憑郝運的面子訂一個包廂應該不成問題,在七市地面上郝運這兩個字很好使,自從李天霸退隱江湖之後,郝運變成了七市的話事人,七市的白天歸衙門,七市的夜晚歸郝運。整個外賣電動車黨都是他的小弟,其勢力一點不比當年的李天霸要小。
雖然這位新上任的教父喜歡讓七市放任自流,但是七市的商戶們沒人敢小覷這位低調的教父,能把李天霸頂下去,說明這個二十來歲的小夥比李天霸還要可怕。
不會叫的狗才是真的會咬人的狗,在七市的商戶們的眼裡,郝運就是一條伺機而動的毒蛇,只要有人敢冒犯他,他必然會一擊必殺。
郝運當然知道七市人民怎麼看他,他也很無奈……他是善良的好孩子啊!
“高經理嗎?我是郝運。”郝運自報家門道。
電話那頭的人稍微楞了一下,然後突然想起來這位爺到底是誰了……推平了李天霸的七市新任教父啊!
“郝校長。。。您好您好,請問有什麼能幫助您的。”高經理的態度非常良好,就跟三孫子似的,唯恐郝運一個不高興惹來上千號送外賣的騎手來砸店。
“不知望月閣訂出去了嗎?我今晚要宴請我的朋友,我很喜歡望月閣。。。”郝運淡淡的道。

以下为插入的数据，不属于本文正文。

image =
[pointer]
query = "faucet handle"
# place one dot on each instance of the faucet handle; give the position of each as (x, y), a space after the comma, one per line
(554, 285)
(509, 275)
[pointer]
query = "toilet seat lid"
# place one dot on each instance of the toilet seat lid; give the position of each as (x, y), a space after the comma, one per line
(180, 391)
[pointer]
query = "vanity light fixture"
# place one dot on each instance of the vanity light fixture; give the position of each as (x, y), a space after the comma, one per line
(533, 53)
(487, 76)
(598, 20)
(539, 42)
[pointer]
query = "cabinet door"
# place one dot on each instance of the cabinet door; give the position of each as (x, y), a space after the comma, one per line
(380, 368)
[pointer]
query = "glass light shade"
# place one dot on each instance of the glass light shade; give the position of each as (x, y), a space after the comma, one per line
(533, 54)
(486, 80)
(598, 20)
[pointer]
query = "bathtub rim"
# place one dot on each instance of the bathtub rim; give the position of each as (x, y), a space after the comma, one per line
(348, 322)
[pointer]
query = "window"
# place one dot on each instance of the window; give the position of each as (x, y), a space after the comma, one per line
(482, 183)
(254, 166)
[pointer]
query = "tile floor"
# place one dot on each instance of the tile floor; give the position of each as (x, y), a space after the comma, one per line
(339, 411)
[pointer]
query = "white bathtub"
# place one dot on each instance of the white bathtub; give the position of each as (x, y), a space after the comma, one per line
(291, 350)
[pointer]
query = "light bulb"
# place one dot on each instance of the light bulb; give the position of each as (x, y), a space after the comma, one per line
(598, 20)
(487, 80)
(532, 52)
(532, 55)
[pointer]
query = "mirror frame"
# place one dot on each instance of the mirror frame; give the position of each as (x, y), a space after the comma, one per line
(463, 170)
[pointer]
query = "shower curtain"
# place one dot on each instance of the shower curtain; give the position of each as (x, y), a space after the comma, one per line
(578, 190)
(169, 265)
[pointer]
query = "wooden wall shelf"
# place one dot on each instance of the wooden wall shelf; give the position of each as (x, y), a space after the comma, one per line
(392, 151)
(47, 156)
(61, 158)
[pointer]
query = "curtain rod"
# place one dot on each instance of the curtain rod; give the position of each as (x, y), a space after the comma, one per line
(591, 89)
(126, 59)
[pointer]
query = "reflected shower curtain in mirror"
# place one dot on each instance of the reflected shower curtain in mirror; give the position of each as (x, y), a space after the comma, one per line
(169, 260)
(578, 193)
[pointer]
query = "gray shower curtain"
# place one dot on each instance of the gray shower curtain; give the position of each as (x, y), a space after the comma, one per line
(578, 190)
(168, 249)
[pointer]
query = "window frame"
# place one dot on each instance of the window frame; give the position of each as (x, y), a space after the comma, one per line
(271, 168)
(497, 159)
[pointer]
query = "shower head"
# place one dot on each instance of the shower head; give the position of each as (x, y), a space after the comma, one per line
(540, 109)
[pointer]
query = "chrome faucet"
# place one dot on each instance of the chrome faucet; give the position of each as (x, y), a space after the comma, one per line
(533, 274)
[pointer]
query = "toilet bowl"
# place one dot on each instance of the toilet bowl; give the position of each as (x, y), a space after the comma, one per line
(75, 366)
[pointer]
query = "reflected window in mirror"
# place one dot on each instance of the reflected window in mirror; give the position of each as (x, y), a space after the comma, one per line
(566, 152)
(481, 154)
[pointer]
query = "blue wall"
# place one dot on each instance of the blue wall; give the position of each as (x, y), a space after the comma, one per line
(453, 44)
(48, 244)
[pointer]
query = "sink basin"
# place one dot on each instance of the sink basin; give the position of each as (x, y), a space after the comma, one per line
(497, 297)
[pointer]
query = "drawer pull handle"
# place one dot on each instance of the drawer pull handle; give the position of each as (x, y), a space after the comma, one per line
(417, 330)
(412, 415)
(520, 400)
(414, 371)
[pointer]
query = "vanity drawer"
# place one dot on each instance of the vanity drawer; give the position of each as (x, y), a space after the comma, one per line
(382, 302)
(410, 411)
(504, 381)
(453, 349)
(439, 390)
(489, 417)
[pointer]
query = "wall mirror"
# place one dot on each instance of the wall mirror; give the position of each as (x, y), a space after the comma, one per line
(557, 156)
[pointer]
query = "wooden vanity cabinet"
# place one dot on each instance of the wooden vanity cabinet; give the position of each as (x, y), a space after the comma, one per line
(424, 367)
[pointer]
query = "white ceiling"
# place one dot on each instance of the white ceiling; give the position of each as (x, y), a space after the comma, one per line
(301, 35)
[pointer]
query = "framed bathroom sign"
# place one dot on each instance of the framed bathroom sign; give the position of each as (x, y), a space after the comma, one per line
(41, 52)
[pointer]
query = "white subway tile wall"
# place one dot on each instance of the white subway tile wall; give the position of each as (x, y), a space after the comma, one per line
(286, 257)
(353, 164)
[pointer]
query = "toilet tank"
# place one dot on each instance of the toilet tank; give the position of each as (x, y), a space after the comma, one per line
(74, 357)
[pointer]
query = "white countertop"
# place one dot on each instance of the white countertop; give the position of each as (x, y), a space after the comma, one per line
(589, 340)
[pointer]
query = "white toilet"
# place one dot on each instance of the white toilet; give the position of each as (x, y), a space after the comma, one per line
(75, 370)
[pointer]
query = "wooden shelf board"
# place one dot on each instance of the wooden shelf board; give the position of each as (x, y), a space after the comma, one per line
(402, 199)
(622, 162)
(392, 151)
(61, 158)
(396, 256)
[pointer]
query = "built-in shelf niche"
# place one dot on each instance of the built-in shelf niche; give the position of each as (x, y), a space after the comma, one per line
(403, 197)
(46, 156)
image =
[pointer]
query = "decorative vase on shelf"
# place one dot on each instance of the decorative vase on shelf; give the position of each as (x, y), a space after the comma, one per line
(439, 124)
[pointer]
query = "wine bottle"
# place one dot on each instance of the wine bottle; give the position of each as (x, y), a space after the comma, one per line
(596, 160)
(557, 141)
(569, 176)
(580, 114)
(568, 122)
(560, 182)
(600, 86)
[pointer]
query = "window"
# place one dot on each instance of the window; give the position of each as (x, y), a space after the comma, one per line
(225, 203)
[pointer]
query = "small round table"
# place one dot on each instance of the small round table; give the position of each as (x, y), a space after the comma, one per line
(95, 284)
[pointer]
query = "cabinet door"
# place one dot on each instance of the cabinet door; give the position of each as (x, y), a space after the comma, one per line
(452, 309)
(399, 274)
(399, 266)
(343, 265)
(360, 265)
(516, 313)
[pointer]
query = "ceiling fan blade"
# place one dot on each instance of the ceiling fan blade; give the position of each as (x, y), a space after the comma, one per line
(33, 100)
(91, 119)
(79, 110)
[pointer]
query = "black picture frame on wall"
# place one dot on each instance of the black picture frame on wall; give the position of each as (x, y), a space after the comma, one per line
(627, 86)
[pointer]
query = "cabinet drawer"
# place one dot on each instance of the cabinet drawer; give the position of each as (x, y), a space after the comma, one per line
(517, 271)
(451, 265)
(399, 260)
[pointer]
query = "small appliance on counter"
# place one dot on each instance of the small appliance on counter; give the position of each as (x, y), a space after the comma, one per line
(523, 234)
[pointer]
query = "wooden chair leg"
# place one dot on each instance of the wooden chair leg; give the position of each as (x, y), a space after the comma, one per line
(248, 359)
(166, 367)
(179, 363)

“沒有!您真會趕時候,要是放在平時,望月閣早就訂出去了!感謝您對得月樓的厚愛,有您的光臨,得月樓蓬蓽生輝啊!”高經理大肆拍著馬屁,就為了讓這位惹不起的大爺心情舒暢。
“那好,麻煩你了,我會在六點準時到達。。。”郝運說完便結束通話了電話,他用腳後跟猜都知道望月閣已經訂出去了,不過他還是把麻煩事兒扔給得月樓來處理吧。